Quantification of melanosome motility in wild-type and Oa1-KO melanocytes. (A) Speed distribution profile obtained by pooling and binning in increasing speed intervals, as indicated, all melanosome steps from Oa1^+/− melanocytes, or from Oa1^−/− melanocytes. Cells were analyzed either untreated and selected inside or outside of the perinuclear area (NT in and out, respectively); or after treatment with nocodazole to deplete the MTs; or following expression of the dominant-negative myosin Va construct (EGFP-MC-LT), or treatment with cytochalasin D (Cyto D) to disrupt AF-based transport.
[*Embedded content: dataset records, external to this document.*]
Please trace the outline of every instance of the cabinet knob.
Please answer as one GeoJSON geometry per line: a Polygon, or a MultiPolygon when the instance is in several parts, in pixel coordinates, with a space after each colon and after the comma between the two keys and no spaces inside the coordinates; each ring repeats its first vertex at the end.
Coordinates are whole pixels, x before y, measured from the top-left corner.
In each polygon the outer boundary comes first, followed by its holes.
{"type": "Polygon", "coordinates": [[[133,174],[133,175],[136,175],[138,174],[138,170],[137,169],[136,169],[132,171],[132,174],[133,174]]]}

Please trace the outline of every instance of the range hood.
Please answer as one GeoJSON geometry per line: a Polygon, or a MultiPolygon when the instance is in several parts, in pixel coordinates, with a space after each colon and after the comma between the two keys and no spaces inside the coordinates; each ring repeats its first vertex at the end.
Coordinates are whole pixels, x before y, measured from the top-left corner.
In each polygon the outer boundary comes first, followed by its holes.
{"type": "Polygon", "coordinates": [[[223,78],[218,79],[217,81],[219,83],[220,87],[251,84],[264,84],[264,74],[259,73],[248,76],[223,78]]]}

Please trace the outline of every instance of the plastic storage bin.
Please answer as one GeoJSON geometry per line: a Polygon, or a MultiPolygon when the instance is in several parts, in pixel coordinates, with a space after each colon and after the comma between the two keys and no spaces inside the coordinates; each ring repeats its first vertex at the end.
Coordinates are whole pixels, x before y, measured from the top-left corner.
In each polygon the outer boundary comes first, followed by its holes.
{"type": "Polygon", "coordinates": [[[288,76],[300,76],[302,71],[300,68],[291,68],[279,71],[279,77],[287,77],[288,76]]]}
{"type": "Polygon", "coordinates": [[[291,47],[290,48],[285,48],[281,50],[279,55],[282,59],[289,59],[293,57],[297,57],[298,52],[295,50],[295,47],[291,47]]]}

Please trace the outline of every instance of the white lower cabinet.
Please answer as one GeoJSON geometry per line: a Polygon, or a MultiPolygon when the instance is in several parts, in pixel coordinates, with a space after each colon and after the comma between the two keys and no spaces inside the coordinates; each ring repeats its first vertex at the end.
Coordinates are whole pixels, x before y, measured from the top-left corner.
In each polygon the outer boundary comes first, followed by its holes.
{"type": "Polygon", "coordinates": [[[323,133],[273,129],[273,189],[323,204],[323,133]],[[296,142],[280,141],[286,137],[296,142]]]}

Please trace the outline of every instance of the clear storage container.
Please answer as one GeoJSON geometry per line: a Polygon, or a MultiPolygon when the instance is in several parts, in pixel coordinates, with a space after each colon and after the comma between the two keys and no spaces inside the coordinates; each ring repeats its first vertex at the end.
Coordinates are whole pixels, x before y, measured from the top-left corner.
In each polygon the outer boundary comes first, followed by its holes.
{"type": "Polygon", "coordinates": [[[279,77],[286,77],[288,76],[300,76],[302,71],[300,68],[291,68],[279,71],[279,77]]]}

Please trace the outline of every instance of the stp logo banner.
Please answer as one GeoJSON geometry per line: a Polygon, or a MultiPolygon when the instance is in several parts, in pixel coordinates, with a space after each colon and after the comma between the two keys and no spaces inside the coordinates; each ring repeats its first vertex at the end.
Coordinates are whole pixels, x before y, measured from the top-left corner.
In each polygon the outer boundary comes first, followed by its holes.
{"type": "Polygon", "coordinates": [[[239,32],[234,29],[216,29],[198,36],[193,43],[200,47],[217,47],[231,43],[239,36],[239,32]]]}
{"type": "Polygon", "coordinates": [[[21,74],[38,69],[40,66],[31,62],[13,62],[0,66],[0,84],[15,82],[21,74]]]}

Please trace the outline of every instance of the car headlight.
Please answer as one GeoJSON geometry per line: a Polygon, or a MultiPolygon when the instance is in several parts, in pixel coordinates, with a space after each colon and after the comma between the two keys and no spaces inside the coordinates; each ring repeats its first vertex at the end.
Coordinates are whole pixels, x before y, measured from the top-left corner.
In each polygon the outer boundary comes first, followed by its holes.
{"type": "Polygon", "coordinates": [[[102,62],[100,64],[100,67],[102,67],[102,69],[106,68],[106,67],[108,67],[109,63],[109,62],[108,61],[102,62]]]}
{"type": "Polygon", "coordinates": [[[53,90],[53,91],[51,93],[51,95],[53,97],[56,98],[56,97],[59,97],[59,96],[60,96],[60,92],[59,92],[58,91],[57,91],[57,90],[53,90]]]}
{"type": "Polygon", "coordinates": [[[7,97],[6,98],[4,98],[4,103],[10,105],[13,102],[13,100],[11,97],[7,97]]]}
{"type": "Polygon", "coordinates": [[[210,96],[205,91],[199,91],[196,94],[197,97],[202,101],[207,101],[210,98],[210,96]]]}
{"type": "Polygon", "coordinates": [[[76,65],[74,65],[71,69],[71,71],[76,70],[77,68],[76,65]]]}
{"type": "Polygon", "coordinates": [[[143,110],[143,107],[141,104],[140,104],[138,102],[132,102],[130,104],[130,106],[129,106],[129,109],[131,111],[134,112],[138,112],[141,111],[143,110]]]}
Number of melanosomes tracked: NT in = 103, NT out = 100, nocodazole = 90, EGFP-MC-LT and Cyto D = 50 (obtained from several different cells: 10–12 for NT and nocodazole; 5–7 for EGFP-MC-LT and Cyto D). Data are expressed as percent of total steps. In both melanocyte lines, speeds ≥0.4 μm/s (dark grey) are totally abolished by nocodazole, indicating that they represent a pure MT-dependent component. Oa1^−/− melanocytes show a decreased motility in untreated conditions, yet recover completely upon disruption of AF-based transport. (B) Average total path of melanosomes from the same tracking analysis described above for Oa1^+/− versus Oa1^−/− melanocytes, and from similar analyses performed in Oa1^+/+ versus Oa1^−/− melanocytes, and in transduced Oa1^−/−LOA1SN versus Oa1^−/−LOA1Δ18SN lines. For each wild-type and Oa1-deficient lines compared in the graphs, tracked melanosomes were of comparable size (see Supplementary Material, Table S1). Results represent the mean ± SEM of the data from 40–100 melanosomes (considering one melanosome path as one data point). Compared with their wild-type counterpart, Oa1-deficient melanocytes show a significantly reduced average displacement in untreated conditions, while they completely recover upon pEGFP-MC-LT transfection, or cytochalasin D treatment. Transduced lines showed poor motility at the cell periphery (possibly due to the drug treatment necessary for maintenance of the transgenes), so differences were only appreciable in the perinuclear area. *P < 0.004, **P < 0.00001 (unpaired Student's t-test assuming equal variances).